In November 2005 and December 2011 the aid organization from the Westphalian city of Hamm was pleased to receive two generous donations from seca for children with life-threatening injuries in areas ravaged by war and disasters. The money was used for supplies and special therapies as well as for training physiotherapists on location.

seca would also like to thank all doctors and caregivers who donate their services (often during vacation) in order to keep this humanitarian project running in the long term.

Children in Cambodia

Campaign for a new smile

There continues to be serious need for medical specialists in the Kingdom of Cambodia since the dictatorial Pol Pot regime nearly eradicated the entire academic elite by the end of the 1970s.

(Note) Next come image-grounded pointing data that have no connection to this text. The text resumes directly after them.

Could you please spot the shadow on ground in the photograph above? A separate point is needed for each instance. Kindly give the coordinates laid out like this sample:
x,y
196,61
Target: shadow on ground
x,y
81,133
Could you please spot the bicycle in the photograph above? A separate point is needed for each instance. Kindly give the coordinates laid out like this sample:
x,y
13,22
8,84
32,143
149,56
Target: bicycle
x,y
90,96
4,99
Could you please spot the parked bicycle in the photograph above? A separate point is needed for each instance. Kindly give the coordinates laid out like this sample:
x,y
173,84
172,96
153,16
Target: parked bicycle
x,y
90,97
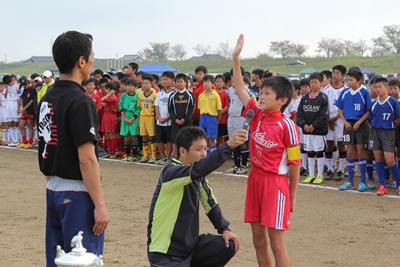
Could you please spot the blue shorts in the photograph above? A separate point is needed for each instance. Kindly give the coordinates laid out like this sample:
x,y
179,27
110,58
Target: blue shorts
x,y
210,125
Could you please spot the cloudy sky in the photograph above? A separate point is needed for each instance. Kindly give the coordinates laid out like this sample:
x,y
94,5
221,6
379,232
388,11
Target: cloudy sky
x,y
125,27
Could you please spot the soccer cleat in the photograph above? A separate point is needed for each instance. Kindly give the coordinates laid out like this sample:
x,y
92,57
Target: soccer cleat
x,y
318,180
144,159
347,186
28,146
392,183
382,191
329,175
241,170
362,187
339,176
308,180
371,184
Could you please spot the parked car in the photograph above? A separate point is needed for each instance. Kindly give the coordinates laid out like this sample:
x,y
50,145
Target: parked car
x,y
296,62
392,76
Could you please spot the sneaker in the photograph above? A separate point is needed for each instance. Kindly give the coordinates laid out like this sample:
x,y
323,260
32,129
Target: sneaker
x,y
392,183
362,187
339,176
242,170
232,170
28,146
347,186
318,180
309,179
21,145
382,191
371,184
329,175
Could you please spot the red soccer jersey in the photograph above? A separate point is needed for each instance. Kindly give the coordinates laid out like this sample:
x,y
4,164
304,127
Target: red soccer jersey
x,y
271,133
225,103
197,91
96,100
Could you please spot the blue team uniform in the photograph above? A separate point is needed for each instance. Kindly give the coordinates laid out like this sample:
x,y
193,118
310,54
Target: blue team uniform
x,y
384,115
358,102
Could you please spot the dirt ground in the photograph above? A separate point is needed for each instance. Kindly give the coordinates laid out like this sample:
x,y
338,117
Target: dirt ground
x,y
328,228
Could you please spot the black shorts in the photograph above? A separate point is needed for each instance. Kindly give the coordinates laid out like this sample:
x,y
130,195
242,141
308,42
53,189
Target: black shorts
x,y
175,130
222,130
382,139
163,134
356,138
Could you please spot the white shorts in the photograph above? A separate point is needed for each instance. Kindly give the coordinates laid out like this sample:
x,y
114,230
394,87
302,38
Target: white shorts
x,y
12,111
314,142
337,134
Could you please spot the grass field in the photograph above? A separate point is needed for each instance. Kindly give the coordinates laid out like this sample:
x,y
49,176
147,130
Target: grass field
x,y
387,64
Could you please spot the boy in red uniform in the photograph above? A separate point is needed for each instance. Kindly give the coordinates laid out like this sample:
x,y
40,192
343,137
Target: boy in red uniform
x,y
109,121
274,146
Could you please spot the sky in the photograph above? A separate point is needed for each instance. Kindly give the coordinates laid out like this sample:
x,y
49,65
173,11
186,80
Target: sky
x,y
126,27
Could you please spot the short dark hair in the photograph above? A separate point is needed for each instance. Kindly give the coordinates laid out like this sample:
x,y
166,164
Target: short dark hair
x,y
181,76
134,65
69,47
316,75
111,86
340,68
304,81
155,77
258,72
168,74
220,76
327,73
98,71
187,135
281,86
7,79
132,82
209,78
356,73
394,82
201,68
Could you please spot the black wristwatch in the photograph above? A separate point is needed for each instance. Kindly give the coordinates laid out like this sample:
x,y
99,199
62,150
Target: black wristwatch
x,y
220,231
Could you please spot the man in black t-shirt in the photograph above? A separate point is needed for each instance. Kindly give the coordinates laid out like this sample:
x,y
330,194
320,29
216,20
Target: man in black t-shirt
x,y
27,113
67,129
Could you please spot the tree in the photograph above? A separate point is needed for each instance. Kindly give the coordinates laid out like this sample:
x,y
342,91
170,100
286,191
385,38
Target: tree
x,y
390,40
299,49
156,51
178,52
224,50
201,49
283,48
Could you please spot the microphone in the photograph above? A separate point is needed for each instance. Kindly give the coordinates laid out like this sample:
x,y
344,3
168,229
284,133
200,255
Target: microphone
x,y
249,116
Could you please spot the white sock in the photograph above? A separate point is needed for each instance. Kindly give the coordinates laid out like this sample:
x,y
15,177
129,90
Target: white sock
x,y
320,162
311,166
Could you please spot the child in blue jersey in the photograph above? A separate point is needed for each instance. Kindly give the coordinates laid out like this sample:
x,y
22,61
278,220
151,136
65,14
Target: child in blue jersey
x,y
354,104
384,118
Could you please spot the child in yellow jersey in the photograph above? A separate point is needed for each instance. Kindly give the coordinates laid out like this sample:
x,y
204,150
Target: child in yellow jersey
x,y
210,107
147,120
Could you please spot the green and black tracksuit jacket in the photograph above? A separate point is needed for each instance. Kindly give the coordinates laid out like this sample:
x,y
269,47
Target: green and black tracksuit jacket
x,y
174,212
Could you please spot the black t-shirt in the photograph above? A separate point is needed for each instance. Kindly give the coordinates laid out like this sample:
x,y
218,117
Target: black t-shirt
x,y
66,119
28,95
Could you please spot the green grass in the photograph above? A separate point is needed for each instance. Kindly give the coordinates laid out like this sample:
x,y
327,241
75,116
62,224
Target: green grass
x,y
387,64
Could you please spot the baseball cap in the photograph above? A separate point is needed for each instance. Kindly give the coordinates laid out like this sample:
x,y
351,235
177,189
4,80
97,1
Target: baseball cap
x,y
47,74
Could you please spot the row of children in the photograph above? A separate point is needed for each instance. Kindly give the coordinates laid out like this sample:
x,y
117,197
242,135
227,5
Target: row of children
x,y
358,123
18,104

One person who feels a calling to help is the Swiss cleft lip/palate specialist Dr. Katja Schwenzer-Zimmerer. The professor from Basel flies with a German/Swiss team to Kampong Cham twice a year for 14 days. There she operates on children with clefts, giving them the gift of a new smile. In 2008 seca financed the training of Cambodian physicians in the urgently needed specialized field of plastic surgery and reconstructive surgery with an earmarked donation to the aid organization Médecins du Monde (Doctors of the World).

A slum project in the Philippines

Aid for the poorest of the poor

In the Philippines there is just one doctor for every 6,570 people,
while in Germany there is one for every 333 people. Even if there is a doctor nearby, many islanders cannot afford medical care.

The organization "Ärzte für die dritte Welt" (German Doctors for Developing Countries) has therefore set up an aid project in the slums. Since 2005 there have always been two German doctors working here as volunteers during their vacation providing care for the poorest of the poor. They treat around 600 children and adults per week together with the native workers. We found this so impressive that we gladly began supporting this project in December 2007. The donation from seca is able to cover the monthly costs for things such as medication, food, ambulances, and the wages of the Philippine workers in the slum.

Contributing to developing countries

Volunteer doctors on location

Around 100 of the approximately 800 German members of this humanitarian aid organization are continuously traveling to help people worldwide.

Usually during their vacation periods but always without pay. One example is the former head of the German eye clinic, Dr. Schütte. Today he is operating on patients in Ghana. He was also placed by the "German Rotary Volunteer Doctors“ (GRVD). The non-profit association organizes and coordinates the placement of volunteer doctors, dentists, and physical therapists in developing countries. A donation from seca in 2006 was able to be applied to the costs of the flights of the volunteer doctors to Africa as well as to medical training on location, among other things.